Up and coming producers can also be a breath of fresh air in a poor sentiment environment. Why? Because most juniors are about potential, and even though they might be brain dead cheap relative to the price of gold, it is hard to “force” the market to appreciate the value of said potential. An early stage exploration junior with world class potential could theoretically trade at $10 M with gold at $2,000. A junior which goes into production with gold at $2,000 will be much harder to under-appreciate assuming there is decent cash flow…

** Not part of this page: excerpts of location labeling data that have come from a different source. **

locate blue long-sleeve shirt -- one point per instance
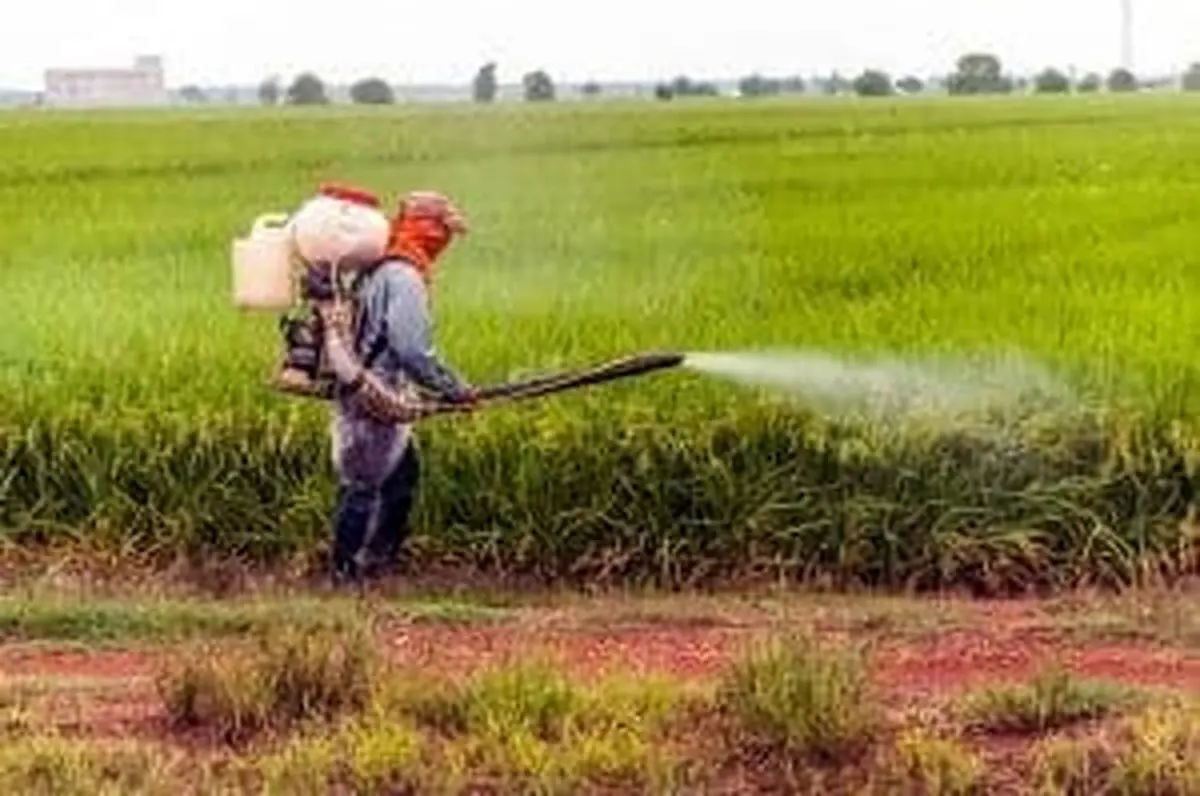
(395, 342)
(396, 331)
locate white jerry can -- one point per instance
(262, 265)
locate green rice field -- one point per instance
(135, 413)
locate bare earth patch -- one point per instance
(923, 654)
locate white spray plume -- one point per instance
(893, 389)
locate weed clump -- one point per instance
(1051, 700)
(286, 676)
(803, 701)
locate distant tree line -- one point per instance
(975, 73)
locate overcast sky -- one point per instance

A pre exploration junior can be priced like gold is at $1,400 while it is at $2,000 because there are few value “forcers”. A newly minted junior producer will have a “harder time” being priced like gold is at $1,400, when it is actually at $2,000, given that the margins will reflect the reality of $2,000 gold in real time. In this case a frustrated investor will get immediate monetary benefit in case the junior sector continues to be dirt cheap. If I own a new producer which “should” be trading for $150 M, and it trades for $50 M instead, my investment will likely have a very low PE and high yield.

In short:

  1. It’s easier for the market to ignore the reality of where gold is trading and therefore the implied value of a gold exploration junior based on potential.
  2. Meanwhile the reality of where gold is trading gets automatically translated into the bottom line of a producing junior.

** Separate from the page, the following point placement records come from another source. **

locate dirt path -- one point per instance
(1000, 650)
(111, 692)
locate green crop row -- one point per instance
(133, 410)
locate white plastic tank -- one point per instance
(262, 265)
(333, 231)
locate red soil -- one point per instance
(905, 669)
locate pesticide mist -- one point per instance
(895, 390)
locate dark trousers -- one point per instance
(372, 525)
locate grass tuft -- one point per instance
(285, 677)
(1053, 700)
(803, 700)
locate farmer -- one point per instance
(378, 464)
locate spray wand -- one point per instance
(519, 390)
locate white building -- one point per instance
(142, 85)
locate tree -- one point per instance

In light of the above what would be some important factors when evaluating the Risk/Reward for a developer or a freshly minted producer?

  • People involved
  • Quality of project (Potential margins)
  • Access to capital
  • Runway for self funded growth

These are some of the juniors that have either just starter production or are moving towards production:

  1. Galantas Gold (GAL.V)
    • MCAP: C$43.5
    • High-grade gold in Ireland
    • Planned to shortly be in production
  2. White Rock Minerals (WRM.AX)
    •  MCAP: A$31.5 M before current financing
    • High-grade gold in Australia
    • Operational mill put on care and maintenance while the company drills up a larger resource
  3. Gold Mountain Mining (GMTN.V)
    1. MCAP: C$108.7 M
    2. High-grade gold in BC
    3. Just started production
  4. Lion One Metals (LIO.V)
    1.  MCAP: C$197 M
    2. Very high-grade gold in Fiji
    3. Planning to be in production next year
  5. Kuya Silver (KUYA.CN)
    1.  MCAP: C$53 M
    2. High-grade silver in Peru
    3. Working towards production
  6. Maritime Resources(MAE.V)
    1. MCAP: C$48 M 
    2. Gold in Newfoundland, Canada
    3. Working towards production
  7. Monarch Mining  (GBAR.TO)
    1. MCAP: C$55.9 M
    2. High-grade gold in Canada
    3. Planned to shortly go into production

Musings:

If one owned an equal amount, portfolio size wise, one could say one owns an entity with:

  • A combined Market Cap of roughly C$550 M…
  • For #1 operating mine + #6 potential mines within say 1-2 years + organic growth
  • Considerable jurisdictional diversification

I think this thought experiment puts things into perspective in terms of how cheap even the advanced junior developers are.

Note: This is not investing advice. I own shares of all companies mentioned and Galantas, White Rock and Lion One are banner sponsors. Therefore consider me biased and do your own due diligence. Juniors are risky and volatile.

Best regards,

The Hedgeless Horseman

2 thoughts on “Developers & up And Coming Producers: Forcing Value

  1. Michaelstl says:

    SGLD Sabre Gold heading to production this year. FRC target 40 cents Canadian price target.
    Stock trading around 6 cents Canadian.

  2. Steven G says:

    Bought CXB a few weeks back. Lack of powder is the only concern at this point.